Of the two main groups within Islam, Sunni Muslims compose 85–90 percent of all adherents and Shiite Muslims about 10–15 percent. In the late twentieth century, the Sunni made up the majority of Muslims inall nations except Iran, Iraq, Bahrain, and perhaps Yemen. All told, they numbered nearly 1 billion. Sunni Muslims view themselves as the traditional, mainstream, pragmatic branch of Islam; in fact, they became known as the orthodox element in Islam. This claim, however, is in dispute, since all orientations in Islam are a result of the common Islamic origin.
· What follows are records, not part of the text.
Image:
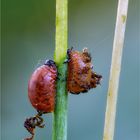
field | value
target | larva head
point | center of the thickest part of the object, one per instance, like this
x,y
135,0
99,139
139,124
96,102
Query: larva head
x,y
81,78
42,87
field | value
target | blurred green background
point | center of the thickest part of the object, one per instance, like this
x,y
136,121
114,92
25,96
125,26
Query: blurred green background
x,y
28,38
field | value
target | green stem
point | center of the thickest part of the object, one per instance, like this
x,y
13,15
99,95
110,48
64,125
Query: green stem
x,y
60,113
115,70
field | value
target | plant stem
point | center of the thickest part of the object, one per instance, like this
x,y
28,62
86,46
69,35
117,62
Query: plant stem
x,y
115,70
60,113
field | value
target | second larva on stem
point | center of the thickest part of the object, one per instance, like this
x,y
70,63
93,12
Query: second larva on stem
x,y
42,84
Religious and Political Differences

In early Islamic history, Shiite Muslims were the more political of the two groups. When problems arose over the rightful successors to Muhammad, the Sunni said the first four caliphs were Muhammad’s rightful successors, whereas the opposing minority, the Shiites, believed that Muslim leadership belonged to Muhammad’s son-in-law, Ali, and then to his descendants. This disagreement led to continuous internal wars that proved to be largely unsuccessful from Ali’s point of view. However, Ali’s status was eventually recognized and he became a major hero of Sunni Islam.

In contrast to the Shiites, who believed that the leadership of Islam was determined by divine order or inspiration, the Sunni regarded leadership as the result of the prevailing Muslim political realities. Historically, the leadership was in the hands of the foremost families of Mecca. For the Sunni, balance between spiritual and political authority afforded both the correct exercise of religious order and practical maintenance of the Muslim world.

Sunni orthodoxy placed strong emphasis on the majority view of the community. Over the years, this perspective provided them the opportunity to include matters that were outside the root teaching of the Qur’an. Thus, the Sunni have earned the reputation of being religiously and culturally diverse.

The religious and political differences between Sunni Islam and Shia Islam have been fraught with enmity and dissension throughout history. Today, Iran is the bastion of Shia Islam — its state religion — and the majority of Iranians are Shiites. Even so, people in Iran do practice other religions, such as Judaism, Christianity, and even Zoroastrianism, an ancient faith that predates Judaism. Shia adherents also live in Syria, East Africa, India, and Pakistan. Overall, Shiites comprise somewhere in the region of 80 million people, or a tenth of all Muslims.

Shiites maintain that only those in the bloodline of Muhammad are the legitimate heirs of Islam. Shia Islam is often called “twelver” because Iranians generally recognized only twelve imams or supreme religious leaders following the death of Muhammad. The twelfth of these is Mardi, the socalled hidden imam, who is still alive in some celestial state. The ayatollahs, highly respected scholars and teachers of Shia Islam, stand in for Mardi as they interpret the words of Muhammad.

Religious Practices

The religious practices of the Shiites are different from those of the Sunni. For devout Shiites, a pilgrimage to Mecca is the most important religious practice, but they also visit the tombs of the eleven earthly imams, and Iranians frequently cross the boarder into Iraq to visit the tomb of Ali.

In the twentieth century, Shiites became a major political force in Iran, where they deposed a secularist monarchy, and in Lebanon, where they led resistance to Israeli occupation in the south during the 1980s and 1990s.

The Shiites, from a western point of view, would probably be considered the more conservative of the two main factions in Islam. Their doctrine has always firmly revolved around the Qur’an, and in modern times, they have become the chief voice of militant Islamic fundamentalism.